Today’s Machining World Archives April 2011 Volume 07 Issue 03
We live in strange times. The glass half full, glass half empty dichotomy is more dramatic today than at any other time in my memory.
If you are in the machining world in the U.S. today you are probably feeling rather optimistic about your situation, but if you build houses, install carpet, or do carpentry, plumbing or cut drywall, you are swimming in a sewer.
If you are an unemployed guy in your 50s or 60s you are looking at a gruesome job market that disrespects your skills. If you are a young college grad with student loans to pay off and no marketable skills, it’s a barista kind of world.
The economic sands have flipped like an hourglass since 2006.
People I meet socially who are not in manufacturing-related businesses see a world of hurt even if they are not feeling the pain themselves. They do not understand a world of prosperity when their house has lost 50 percent of its theoretical value in 2006, when their kids have moved back in the house, when their cousin who works for the County is on furlough, and it costs $10 more to fill up the gas tank.
The cyclicality of life is a bitch.
My Uncle, Aaron Pinkert, used to tell me what his father Simon told him. “The silver dollar is round, sometimes you’re up and sometimes you’re down, but it keeps on rolling.” The Bible refers to “seven fat years and seven lean years.” When the “chicken littles” bemoan global warming they usually neglect to mention the 11-year sunspot cycle.
When I’m in touch with life’s cyclicality I sing along with the old Pete Seeger recording of “To Everything There is a Season.”
The beauty of living in Chicago is that we have our seasons to remind us of how life gets icky but ultimately flips over to spring and rebirth. I think that folks who live in L.A. and San Diego can lose the sense of life’s cycles because of the boring repetition of sunny days they endure.
I think a person who grows up in a family with a business or on a farm understands cyclicality from childhood. A time to reap, a time to sow, a time to laugh, a time to cry. It’s in our bones.

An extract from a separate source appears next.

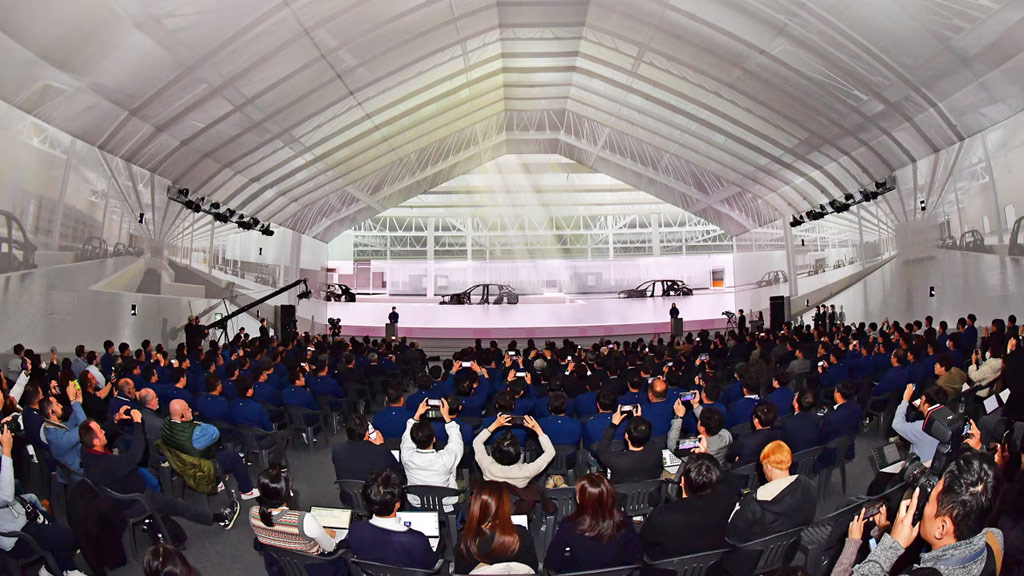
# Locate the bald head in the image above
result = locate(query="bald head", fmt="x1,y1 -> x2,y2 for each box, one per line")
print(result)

To prosper in America it is extremely helpful to understand that fortunes go up and down. Fortunes are always made by playing the cycles. Wilbur Ross has made one huge financial score after another. He bought steel mills when they were giving them away in the ’90s and now he’s investing in Ireland after their housing bubble. To him every bust is an opportunity.
Now it is time to embrace Spring 2011. Baseball, Easter, Passover, tulips, $5 gas (or is it $2), the calendar flips relentlessly. If you embrace seasonality, each change is a beautiful event to take advantage of. If you lament what just past and wish you could go back to the safety of what you think you know, you’ll miss the wonderful anticipation of summer.